Machines have no ethics. Machines have no morality. Therefore they can not make decisions
Even AI's do not have these. Like an Eliza program, they can fool you into thinking they do but in a double blind test, they will be no more able of being ethical or moral and/or reaching a consistent ethical or moral decision than you'd get flipping a coin. Thus they have NONE.
Attributing ethics or morals to a inanimate objects like a robot or computer is a COP OUT. It's laziness on the part of responsible humans who should be doing the thinking instead and taking responsibility for their creations, purchases or tools.
Abdicating this responsibility does NOT rubber stamp the ethics or morality of what a machine does nor does it absolve the creator, purchaser or user of that machine from the unethical or immoral results resulting from that machine. The HUMANS responsible for enabling the machine are the people responsible ethically and morally for ALL actions of the machine.

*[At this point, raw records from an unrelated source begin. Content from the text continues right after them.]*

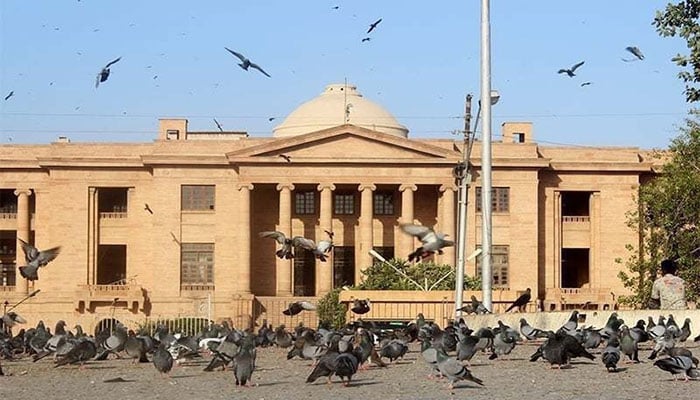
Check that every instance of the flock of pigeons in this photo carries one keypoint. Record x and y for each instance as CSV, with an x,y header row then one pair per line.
x,y
571,71
446,352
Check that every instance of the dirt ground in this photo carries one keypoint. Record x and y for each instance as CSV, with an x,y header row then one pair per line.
x,y
510,377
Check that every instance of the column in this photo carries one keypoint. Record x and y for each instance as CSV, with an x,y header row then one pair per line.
x,y
285,267
243,270
362,257
324,270
404,244
92,241
23,221
447,224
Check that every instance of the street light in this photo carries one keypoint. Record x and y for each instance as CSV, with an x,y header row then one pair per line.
x,y
463,173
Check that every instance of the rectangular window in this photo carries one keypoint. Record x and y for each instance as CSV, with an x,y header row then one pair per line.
x,y
383,203
500,199
499,265
304,203
197,265
385,251
198,197
343,203
343,266
304,273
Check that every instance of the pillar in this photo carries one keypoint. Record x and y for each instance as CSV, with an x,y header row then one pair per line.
x,y
285,267
448,223
324,270
404,246
362,257
242,277
23,227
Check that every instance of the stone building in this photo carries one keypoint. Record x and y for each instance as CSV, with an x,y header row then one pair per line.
x,y
170,228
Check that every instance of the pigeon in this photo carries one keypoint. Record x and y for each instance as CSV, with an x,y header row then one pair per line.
x,y
529,332
162,359
218,125
521,302
286,251
36,259
454,371
246,63
244,362
104,74
678,365
636,52
431,241
611,354
360,306
570,71
297,307
373,25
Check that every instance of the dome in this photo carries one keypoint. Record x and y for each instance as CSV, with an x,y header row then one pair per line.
x,y
339,104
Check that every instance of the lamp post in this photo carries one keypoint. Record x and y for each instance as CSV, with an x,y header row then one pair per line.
x,y
464,175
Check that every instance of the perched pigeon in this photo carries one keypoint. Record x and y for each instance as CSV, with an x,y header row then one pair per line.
x,y
431,241
521,301
246,63
570,71
163,360
104,73
297,307
678,365
360,306
36,259
454,371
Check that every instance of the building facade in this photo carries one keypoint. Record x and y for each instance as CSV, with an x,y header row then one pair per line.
x,y
170,228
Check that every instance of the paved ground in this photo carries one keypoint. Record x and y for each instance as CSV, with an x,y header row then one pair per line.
x,y
512,377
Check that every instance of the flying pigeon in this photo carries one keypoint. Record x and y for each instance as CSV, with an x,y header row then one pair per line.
x,y
636,52
297,307
431,241
246,63
570,71
104,74
36,259
374,25
218,125
521,301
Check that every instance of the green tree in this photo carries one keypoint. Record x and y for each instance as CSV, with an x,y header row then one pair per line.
x,y
668,215
681,19
418,276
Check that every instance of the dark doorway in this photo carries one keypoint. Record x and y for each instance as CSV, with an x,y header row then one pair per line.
x,y
575,268
304,273
343,266
111,264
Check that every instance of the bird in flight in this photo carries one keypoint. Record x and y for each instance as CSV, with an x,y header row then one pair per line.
x,y
104,74
374,25
636,52
246,63
570,71
218,125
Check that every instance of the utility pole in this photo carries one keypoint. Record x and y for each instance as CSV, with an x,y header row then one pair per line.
x,y
463,174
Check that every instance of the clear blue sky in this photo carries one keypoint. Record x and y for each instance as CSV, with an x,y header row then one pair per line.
x,y
422,60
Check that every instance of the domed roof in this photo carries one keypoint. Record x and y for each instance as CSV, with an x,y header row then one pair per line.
x,y
339,104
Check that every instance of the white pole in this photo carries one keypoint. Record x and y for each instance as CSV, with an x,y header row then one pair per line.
x,y
486,224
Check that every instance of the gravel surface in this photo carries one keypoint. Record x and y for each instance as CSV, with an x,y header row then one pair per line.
x,y
509,377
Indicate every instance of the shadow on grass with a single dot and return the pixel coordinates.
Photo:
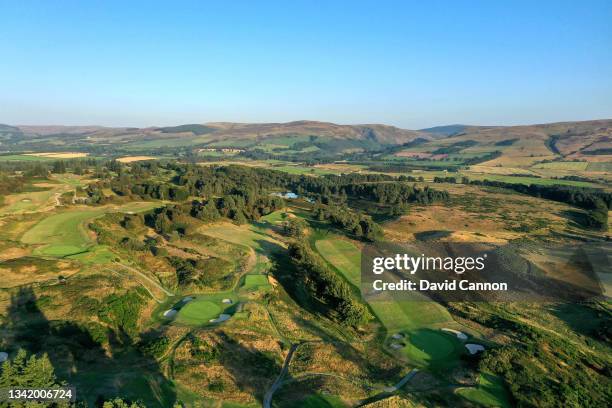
(79, 358)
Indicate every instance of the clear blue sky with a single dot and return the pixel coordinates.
(410, 64)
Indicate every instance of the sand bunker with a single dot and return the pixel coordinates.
(460, 335)
(222, 317)
(474, 348)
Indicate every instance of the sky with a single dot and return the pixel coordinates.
(411, 64)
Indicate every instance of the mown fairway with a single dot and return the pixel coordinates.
(205, 308)
(489, 393)
(62, 234)
(343, 255)
(65, 233)
(255, 282)
(395, 315)
(427, 346)
(244, 235)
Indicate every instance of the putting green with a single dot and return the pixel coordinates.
(255, 282)
(426, 345)
(65, 234)
(199, 312)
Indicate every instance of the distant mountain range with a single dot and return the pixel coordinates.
(308, 138)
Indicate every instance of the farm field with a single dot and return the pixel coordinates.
(204, 308)
(490, 392)
(255, 282)
(204, 303)
(396, 315)
(64, 234)
(343, 255)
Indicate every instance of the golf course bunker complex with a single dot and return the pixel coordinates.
(207, 309)
(427, 345)
(460, 335)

If there is any doubt about how a machine might be used, then it clearly must not be used for any purpose that results in a questionable result and that the same responsible humans do not want to be held for.
A simple equivalent example is a nuclear weapon: they have no intrinsic morality in what they do - it is the human that uses them that defines and is responsible for their immorality! It's always about humans because only humans can reason out ethics and morality!!
This is such a fundamental and obvious thing that it's a horror and failing that the question could even come up!!
Can we blame a car if someone crashes while driving carelessly?